Inspector Larry Davis of the New York Homicide Squad chewed reflectively on a toothpick. Supporting himself on his elbows, with his back against the side of Paul Gerente’s grand piano, he kept moving his head in tiny jerks, watching the progress of Schnucke and her master about the living room.

Sunk down in a large easy chair, Sergeant Aloysius Archer was nervously trying to outstare Dreist. He had heard somewhere that dogs would turn away if you looked at them hard enough. It wasn’t working out with Dreist. The Captain’s police dog glared back at him unwaveringly from a point of vantage on the floor.

Under Schnucke’s guidance, Maclain turned at right angles at the end of a divan and skirted it slowly. In passing, he brushed the cushions lightly with his hand. He turned again at the other end and stopped close beside the spot where Gerente’s body had lain on the floor.

In the chair, Sergeant Archer started a yawn, felt that Dreist’s glance was unfriendly, and choked off his yawn halfway.

“Look, Captain,” he began pleadingly. “The guy’s confessed, hasn’t he? We’ve got his prints on a poker. We’re rounding up a gal, who saw the whole thing. This egg Cameron’s already on his way to headquarters. Let’s go home. Be a pal and call this leg chewer off of me.”

“What’s your hurry, Sergeant?” A slight snip sounded as Inspector Davis broke the toothpick between his fingers. “We’ve watched him pace off every foot of this two-room-and-bath apartment for an hour and handle everything from bed to bottles, until the edges are worn off. I want to find out what the hell he’s looking for!”

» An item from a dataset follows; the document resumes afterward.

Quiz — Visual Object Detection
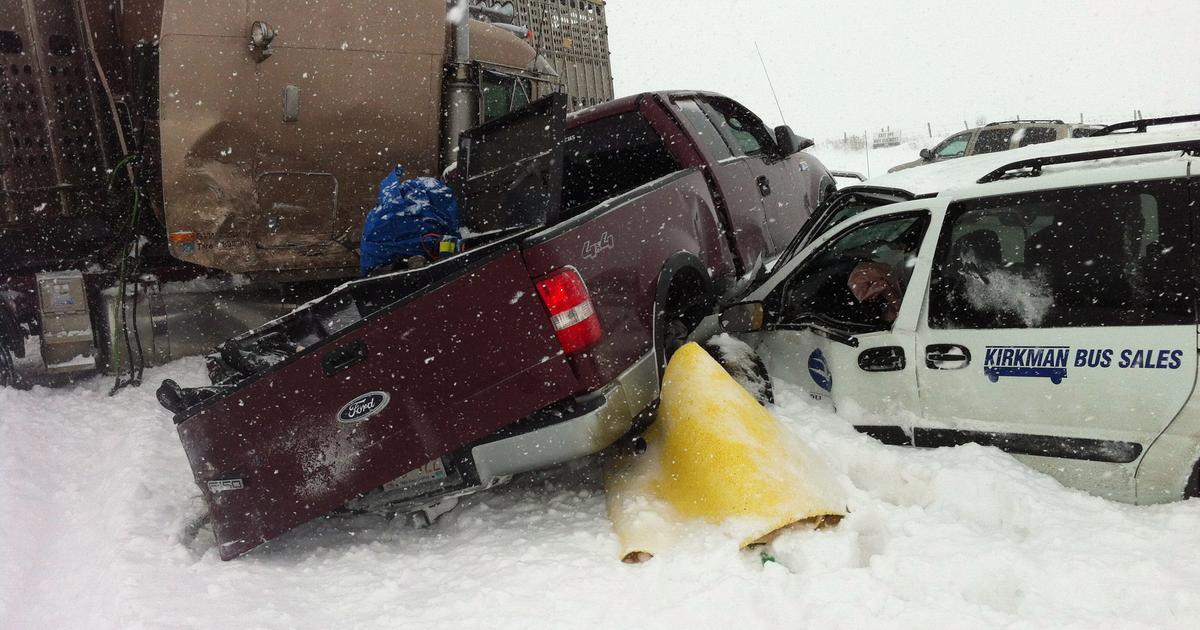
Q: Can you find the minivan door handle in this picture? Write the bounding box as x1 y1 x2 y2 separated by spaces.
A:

Maclain released Schnucke’s brace and clasped his hands behind him. “So you’ve reached the stage of snapping toothpicks, eh, Inspector? It’s been quite a while since I heard that noise. It’s nice to meet you boys again.”

Davis said: —

“Yeah, it’s swell. Sometime we simply must have tea together—just Archer, and you and I. What the hell are you looking for?”

“Sit down, Inspector,” Maclain urged. “You invariably get sarcastic when you’re on your feet too long. I’ve already found you something, haven’t I? What about that secret drawer?”

“With nothing in it,” said Archer. “Yet how you found it still beats me.”

“I found it, Sergeant, because unutilized space in the center of a desk is an inconsistency. Since I’m blind, I’ve had to train my other senses to be sensitive to inconsistencies. As a matter of fact, one brought me here tonight.”

“That sounds just ducky, like everything you say, Captain—and it still leaves me up in a tree.”

“Well, climb a few branches higher and keep your trap shut for a minute.”

The Inspector left his place by the piano and settled himself on the divan. “Just what did bring you here tonight, Captain Maclain? You’re beginning to interest me.”

“I’m very glad.” The Captain smiled. “That’s a difficult thing to do. Countless thousands of innocent people are being murdered in Europe every day, Davis. When—”

“What’s that got to do with us?” the Inspector broke in.

“Too much, unfortunately.” The Captain’s expressive voice was grim. “When murder becomes a commonplace—when the world begins to accept it with a shrug—then, God save us, the Homicide Squad needs help, Inspector, and I do too.”

Dreist growled at the timbre of his master’s words. The Sergeant shifted his honest bulk in the chair. “How long had you known this fellow Gerente, Captain?”

“I knew him only by hearsay, Sergeant. Paul Gerente was working for G-2.”

“The Intelligence Department,” Davis muttered. “Hell’s broth, Maclain, what are we mixed up in now?”

“Something so deep that I can’t even tell the whole of the truth to you.